In July 2013 the article Plagiarism at TechNet Wiki - First Empirical Data Analysis presented a first empirical analysis, gave insights to mechanisms behind plagiarism and proposed first steps to fix the problem. Three months later TechNet Wiki is on the right track: The Community Council extended the focus area "Spam & Article Deletion" to "Spam, Plagiarism & Article Deletion" and is working on a strong framework.

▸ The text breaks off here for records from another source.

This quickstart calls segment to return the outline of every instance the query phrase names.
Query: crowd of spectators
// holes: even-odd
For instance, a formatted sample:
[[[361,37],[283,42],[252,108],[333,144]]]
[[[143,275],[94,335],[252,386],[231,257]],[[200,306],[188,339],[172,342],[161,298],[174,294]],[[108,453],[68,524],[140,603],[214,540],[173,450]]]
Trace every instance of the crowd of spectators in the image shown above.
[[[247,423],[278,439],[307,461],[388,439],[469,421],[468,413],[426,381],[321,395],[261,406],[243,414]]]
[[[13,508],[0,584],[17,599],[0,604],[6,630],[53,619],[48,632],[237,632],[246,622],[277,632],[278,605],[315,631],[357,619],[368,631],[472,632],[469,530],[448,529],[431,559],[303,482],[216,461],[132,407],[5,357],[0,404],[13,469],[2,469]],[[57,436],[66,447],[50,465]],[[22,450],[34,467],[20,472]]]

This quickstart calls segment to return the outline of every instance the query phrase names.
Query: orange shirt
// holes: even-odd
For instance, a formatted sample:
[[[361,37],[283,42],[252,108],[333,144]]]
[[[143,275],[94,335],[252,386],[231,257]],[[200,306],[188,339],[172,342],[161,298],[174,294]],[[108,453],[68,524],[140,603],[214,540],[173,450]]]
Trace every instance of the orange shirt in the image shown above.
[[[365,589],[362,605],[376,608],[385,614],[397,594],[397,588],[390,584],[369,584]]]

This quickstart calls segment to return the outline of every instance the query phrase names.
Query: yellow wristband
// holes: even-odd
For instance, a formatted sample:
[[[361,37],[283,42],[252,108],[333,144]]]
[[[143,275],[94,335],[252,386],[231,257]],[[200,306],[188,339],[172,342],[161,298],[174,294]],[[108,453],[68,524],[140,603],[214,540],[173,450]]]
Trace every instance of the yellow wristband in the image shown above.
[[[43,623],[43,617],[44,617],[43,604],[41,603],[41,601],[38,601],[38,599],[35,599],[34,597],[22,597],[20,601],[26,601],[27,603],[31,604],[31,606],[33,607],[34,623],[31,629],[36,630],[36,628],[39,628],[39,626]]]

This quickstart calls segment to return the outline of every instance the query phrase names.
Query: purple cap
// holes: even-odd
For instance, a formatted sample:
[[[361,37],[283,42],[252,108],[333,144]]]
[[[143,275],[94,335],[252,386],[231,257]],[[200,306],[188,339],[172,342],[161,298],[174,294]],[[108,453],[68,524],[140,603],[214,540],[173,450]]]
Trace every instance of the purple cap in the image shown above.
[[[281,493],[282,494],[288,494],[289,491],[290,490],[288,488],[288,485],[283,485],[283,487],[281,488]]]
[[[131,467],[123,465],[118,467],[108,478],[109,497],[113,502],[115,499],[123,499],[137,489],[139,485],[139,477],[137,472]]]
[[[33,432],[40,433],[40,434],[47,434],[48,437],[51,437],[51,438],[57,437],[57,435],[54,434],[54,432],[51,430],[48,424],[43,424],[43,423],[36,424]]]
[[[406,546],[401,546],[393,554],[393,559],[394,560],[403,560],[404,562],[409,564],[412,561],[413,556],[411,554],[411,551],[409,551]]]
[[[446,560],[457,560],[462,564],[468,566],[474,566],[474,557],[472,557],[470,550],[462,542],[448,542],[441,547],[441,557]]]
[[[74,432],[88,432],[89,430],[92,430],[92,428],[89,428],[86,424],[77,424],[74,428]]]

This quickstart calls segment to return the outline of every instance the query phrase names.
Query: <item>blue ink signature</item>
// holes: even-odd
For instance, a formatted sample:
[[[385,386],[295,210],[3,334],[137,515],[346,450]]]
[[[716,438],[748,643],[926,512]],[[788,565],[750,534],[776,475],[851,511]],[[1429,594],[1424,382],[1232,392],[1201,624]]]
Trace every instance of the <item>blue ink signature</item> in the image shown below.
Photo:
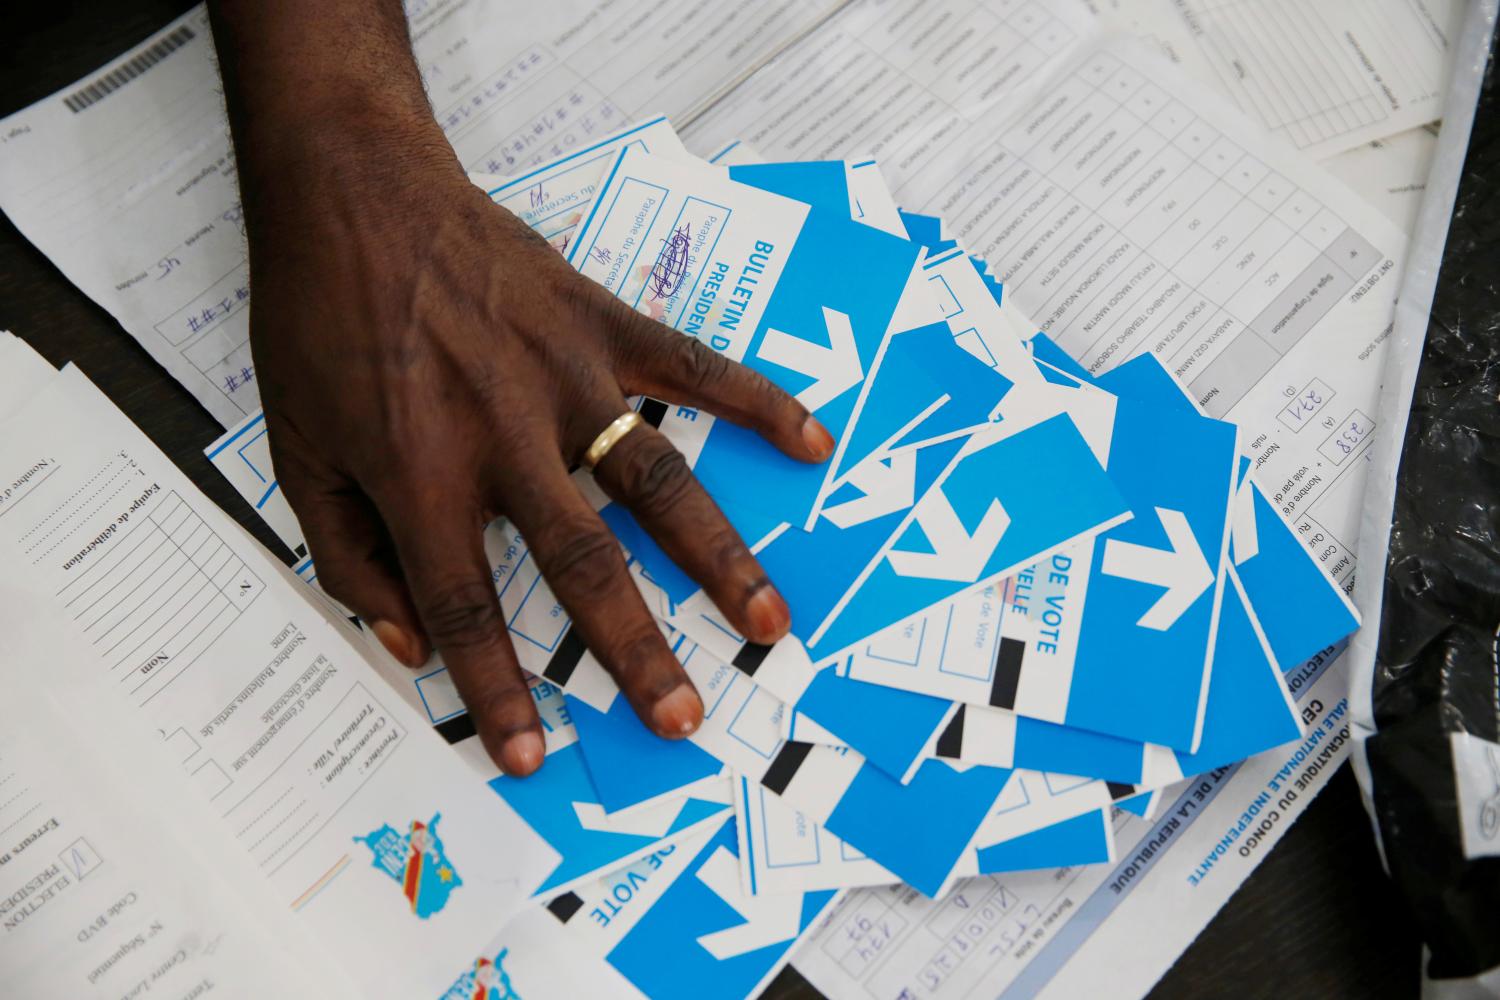
[[[656,255],[656,263],[651,265],[650,285],[653,299],[666,298],[671,295],[677,291],[677,286],[682,284],[682,279],[687,277],[688,249],[692,241],[691,226],[686,222],[662,241],[661,253]]]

Improvements should be measured. This article gives facts and figures about plagiarism at TechNet Wiki for September 2013.



↑ Return to Top


Approach

Data

Every community member can report pirated content - see Wiki: How to Report a TechNet Wiki Page for details. Pirated content is tagged with Pirated Content and Candidate for Deletion. The Community Council checks the tagged articles on a short notice and deletes them if necessary. All pirated articles which are tagged but not yet deleted can be found using this tag search link:  Pirated Content.
  • From June 2013 until the end of September 2013 I collected information about pirated articles which I detected myself (this was the typical case) or found via tag search.
  • The focus was on articles written in English.
  • TechNet Wiki currently contains 13,667 articles. At least 7.165 are written in English (and tagged with en-US). It's not possible to check all of them.
    Noami N focused on new articles. I used a combination of the following search strategies:
    • Selecting articles by random.
    • Inspecting articles of members who already published pirated content.
    • Checking articles which have only a few revisions.

Limitations 

This approach works fine - but it's not perfect:
  • Pirated content which was detected and deleted before June 2013 is not covered.
  • In single cases I may have missed pirated content detected by other community members.
  • Only an insignificant amount of Non-English articles was checked so far.
  • Only a subset of approximately 1,300 English articles was checked so far. 
I.e. all numbers presented here are lower bounds, and the actual numbers are probably higher.

↑ Return to Top


Charts

Pirated Contents per Month


Facts: Figure 1a shows how many articles with pirated content were created (and eventually detected) per month. Let's have a look at the time axis first: TechNet Wiki officially started on April 14th 2010. The first articles were posted in February 2010. Figure 1b is a zoomed figure which shows the numbers for the last twelve months only.

  
Figure 1a: All data   Figure 1b: Last year

The figures above show absolute numbers. TechNet Wiki is a growing community. Therefore it makes sense to look on relative values too. Figures 2a and 2b show how many articles (in any language) were created per month. Once again the second figure is a zoomed version which shows the numbers for the last twelve months only.

 
Figure 2a: All data   Figure 2b: Last year

Figures 3a and 3b show the percentage of pirated articles in relation to the total number of articles created per month.  I.e. Figure 3 is the "quotient" of  figures 1 and 2. This approach gives only a lower bound of the percentage because we use the number of all articles as a denominator (and not the smaller number of all English articles).

  
Figure 3a: All data   Figure 3b: Last year

Interpretation:
  • Until about March 2012 pirated content was no real problem: The amount of new pirated articles was less than 2% and in absolute numbers less than 10 (detected) articles per month.
  • In the last 1.5 years pirated content got a real problem: Up to 12% of the new articles of a month were pirated.
  • The rate of production is not constant over time. Three main peaks lasting 1 to 3 month can be identified.
  • In the last 2 months the percentage is below 2%. We will have to watch carefully if this is a trend caused by the communities plagiarism awareness (or if it is just an indicator that we have not checked all articles).

Active Pirates per Month


Facts: Figures 4a and 4b show the number of (detected) active pirates per month. "Active pirate" means that a member has published at least one article with pirated content within a month. 

  
Figure 4a: All data   Figure 4b: Last year

Interpretation:
  • Until March 2012 the number of active pirates was no real problem: At most 1 (detected) pirate is active per month.
  • Since April 2012 4 active pirates per month are a typical average.
  • Up to 7 (detected) pirates are active per month.
  • The absolute number of active pirates per month may seem small in comparison to the total number of contributors of TechNet Wiki. However,  they have a significant effect on the statistics. See also the next section.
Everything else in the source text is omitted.